Especial

por Tiago Antonio Salvador

Amai os vossos inimigos: o perdão como prova de amor e de caridade (Parte 1)

1. Introdução

Um dos ensinamentos do Cristo mais conhecidos – mesmo dentre aqueles que não professam qualquer crença de matriz cristã – é o expresso na sintética sentença "amai os vossos inimigos", que encontramos tanto no Evangelho de Mateus (V:44)[1] quanto no de Lucas (VI:27)[2].

Em que pese muito divulgado e proclamado com resoluta sinceridade por diversos daqueles que se consideram cristãos, trata-se, igualmente, de um dos ensinamentos do Mestre menos compreendido e vivenciado nos atos cotidianos da vida corpórea, diante das dificuldades que ainda encontramos, como seres em processo de evolução, em entender as ofensas que sofremos e perdoarmos aqueles que nos atingem.

Essas dificuldades, naturais no estágio evolutivo atual de nosso planeta, são em grande parte explicadas pela incompreensão ainda existente no ser humano sobre o verdadeiro significado do amor e do perdão em Cristo, verdadeiros fundamentos das Leis Morais do Progresso e de Justiça, Amor e Caridade.

Nessa seara, o Espiritismo, por seu caráter de Evangelho Redivivo, magistralmente codificado por Allan Kardec na forma de ciência, filosofia e religião, nos traz a luz necessária para entendermos esse – e todos os demais – postulados do Evangelho de Cristo, em especial por nos mostrar que a vida é eterna e que reencarnamos para progredirmos, daí serem os problemas e perturbações vivenciados – e seus causadores –, instrumentos de provas e expiações que se fazem presentes em nossas vidas e que nos possibilitam evoluir, caminhando em direção a Deus, rumo à perfeição moral possível, diante da nossa condição de espírito eterno. 

O que ora se propõe neste despretensioso trabalho não é outra coisa senão revisitar os ensinamentos evangélicos sobre o amor a ser dedicado aos nossos inimigos, tendo por baliza a Doutrina Espírita codificada por Allan Kardec e o olhar na realidade hodierna, com toda a complexidade que caracteriza as relações humanas, sociais e políticas na sociedade moderna.

Para tanto, propomos analisar, primeiramente, o que devemos entender como “inimigo” nos dias atuais, ou, em outras palavras, a quem se deve destinar amor segundo o mencionado preceito cristão; ainda, buscaremos a compreensão necessária a respeito do sentimento de “amor” a que se refere o Cristo, especialmente diante da aparente incompatibilidade do ato de amar aquele que nos deseja mal, ou a quem não nos afeiçoamos, consciente ou inconscientemente; e, por fim, pretendemos entender o perdão como manifestação de amor e de caridade para com o próximo, à luz das leis morais prescritas pelos Espíritos Superiores e codificadas por Allan Kardec. 

2. O inimigo, o Evangelho e o Espiritismo 

O Codificador, em sua monumental obra O Evangelho segundo o Espiritismo (1864), dedicou um capítulo específico ao preceito evangélico “amai os vossos inimigos” (Capítulo XII), delineando, com sua superior sabedoria e a partir das linhas mestras apresentadas pelos Espíritos Superiores, as lições que devemos ter em conta sobre o tema.

Tal capítulo figura como verdadeiro roteiro a guiar o pensar e o agir humano em relação a este mandamento, iluminando-nos, hoje e sempre, com preciosas observações que, se devidamente seguidas, nos levarão ao caminho do amor e do perdão caridoso aos nossos inimigos.

No entanto, parece soar estranho falarmos em “inimigos” nos dias atuais.

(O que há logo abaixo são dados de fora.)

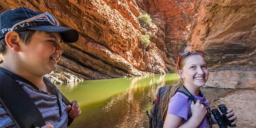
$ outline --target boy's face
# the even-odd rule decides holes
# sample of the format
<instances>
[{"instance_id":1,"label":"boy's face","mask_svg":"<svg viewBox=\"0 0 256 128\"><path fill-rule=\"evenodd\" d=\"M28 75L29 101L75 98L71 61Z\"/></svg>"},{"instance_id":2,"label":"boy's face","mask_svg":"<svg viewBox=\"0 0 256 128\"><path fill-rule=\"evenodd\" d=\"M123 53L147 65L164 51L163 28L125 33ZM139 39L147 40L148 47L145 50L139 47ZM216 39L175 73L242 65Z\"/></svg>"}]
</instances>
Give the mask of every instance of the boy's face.
<instances>
[{"instance_id":1,"label":"boy's face","mask_svg":"<svg viewBox=\"0 0 256 128\"><path fill-rule=\"evenodd\" d=\"M182 70L184 84L196 88L205 85L209 73L204 58L199 55L192 55L185 61Z\"/></svg>"},{"instance_id":2,"label":"boy's face","mask_svg":"<svg viewBox=\"0 0 256 128\"><path fill-rule=\"evenodd\" d=\"M28 44L21 44L22 66L39 76L55 70L57 61L63 52L60 43L58 33L36 31Z\"/></svg>"}]
</instances>

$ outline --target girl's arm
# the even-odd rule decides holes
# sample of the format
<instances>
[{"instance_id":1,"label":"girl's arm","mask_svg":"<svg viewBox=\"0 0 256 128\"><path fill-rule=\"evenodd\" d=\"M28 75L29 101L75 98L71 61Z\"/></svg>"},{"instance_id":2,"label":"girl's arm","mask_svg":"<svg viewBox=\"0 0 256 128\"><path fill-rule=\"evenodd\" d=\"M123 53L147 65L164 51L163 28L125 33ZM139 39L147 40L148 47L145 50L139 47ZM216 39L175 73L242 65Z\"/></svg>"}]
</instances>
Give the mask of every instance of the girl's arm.
<instances>
[{"instance_id":1,"label":"girl's arm","mask_svg":"<svg viewBox=\"0 0 256 128\"><path fill-rule=\"evenodd\" d=\"M192 116L185 124L179 127L182 120L182 117L168 113L164 121L164 128L197 128L205 117L207 110L204 105L200 103L199 100L197 100L194 105L192 102L190 108Z\"/></svg>"}]
</instances>

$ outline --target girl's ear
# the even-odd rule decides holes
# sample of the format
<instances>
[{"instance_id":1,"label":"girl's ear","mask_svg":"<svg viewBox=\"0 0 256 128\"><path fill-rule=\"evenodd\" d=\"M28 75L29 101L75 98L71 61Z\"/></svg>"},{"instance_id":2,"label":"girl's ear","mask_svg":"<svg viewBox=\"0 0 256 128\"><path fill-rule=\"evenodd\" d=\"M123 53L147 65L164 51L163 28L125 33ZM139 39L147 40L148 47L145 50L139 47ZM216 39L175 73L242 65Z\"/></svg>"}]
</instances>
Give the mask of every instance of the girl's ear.
<instances>
[{"instance_id":1,"label":"girl's ear","mask_svg":"<svg viewBox=\"0 0 256 128\"><path fill-rule=\"evenodd\" d=\"M183 75L183 73L182 73L182 71L181 71L180 69L179 69L178 70L178 74L182 78L185 78L185 76Z\"/></svg>"},{"instance_id":2,"label":"girl's ear","mask_svg":"<svg viewBox=\"0 0 256 128\"><path fill-rule=\"evenodd\" d=\"M20 42L19 34L15 31L10 31L5 35L5 42L9 47L16 52L20 51Z\"/></svg>"}]
</instances>

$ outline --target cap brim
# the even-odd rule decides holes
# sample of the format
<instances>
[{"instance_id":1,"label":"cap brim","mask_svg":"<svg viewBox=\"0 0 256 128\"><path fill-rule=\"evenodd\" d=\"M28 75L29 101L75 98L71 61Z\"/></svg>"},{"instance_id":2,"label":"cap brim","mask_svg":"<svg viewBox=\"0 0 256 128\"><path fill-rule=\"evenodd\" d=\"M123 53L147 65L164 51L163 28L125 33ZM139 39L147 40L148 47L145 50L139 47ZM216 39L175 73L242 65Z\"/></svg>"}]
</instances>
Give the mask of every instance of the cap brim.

Com efeito, muitas são as pessoas que, confrontadas com esse ensinamento evangélico, respondem, para si mesmas ou em público, que não possuem “inimigo”, alguém que entendam nitidamente como seu adversário, antagonista, a quem hostilize ou de quem sofra hostilidade. Porém, essas mesmas pessoas, não raro, confessam que guardam “mágoas” e “desilusões” em relação a outras, ou têm noção de que alguém não lhes quer bem, asseverando que não as odeiam, mas tampouco lhes dedicam amor, surgindo a “indiferença” como o sentimento a marcar a projeção mental relativamente a elas.

Em uma análise sem maior profundidade, pode restar a impressão de que a figura do “inimigo” a que se referiu Jesus Cristo, no contexto de sua época, e Allan Kardec, em sua obra, pouco tem relação com a realidade das sociedades contemporâneas, em especial daquelas mais civilizadas, em que se verifica considerável diminuição da belicosidade nas relações entre as pessoas, não obstante a violência e a perversidade ainda seja uma realidade muito presente em diferentes grupos humanos.  

Entretanto, é importante lembrar que, assim como o próprio Evangelho de Cristo, os ensinamentos contidos na doutrina exposta por Kardec constituem-se universais e atemporais, válidos, portanto, em qualquer lugar e a qualquer tempo, o que nos permite entendê-los e interpretá-los consoante a realidade de nossa época e de nosso meio social. 

É verdade que o cenário político, social e cultural de hoje, em grande parte do planeta, é bem diverso daquele existente à época em que o Cristo esteve entre nós. Houve inegável evolução da humanidade no caminho da construção de sociedades mais democráticas, justas e fraternas, muito em virtude da influência da moral cristã, mas também de outras matrizes religiosas, na formação das diferentes gerações que se sucederam nos últimos dois mil anos, mormente no mundo ocidental.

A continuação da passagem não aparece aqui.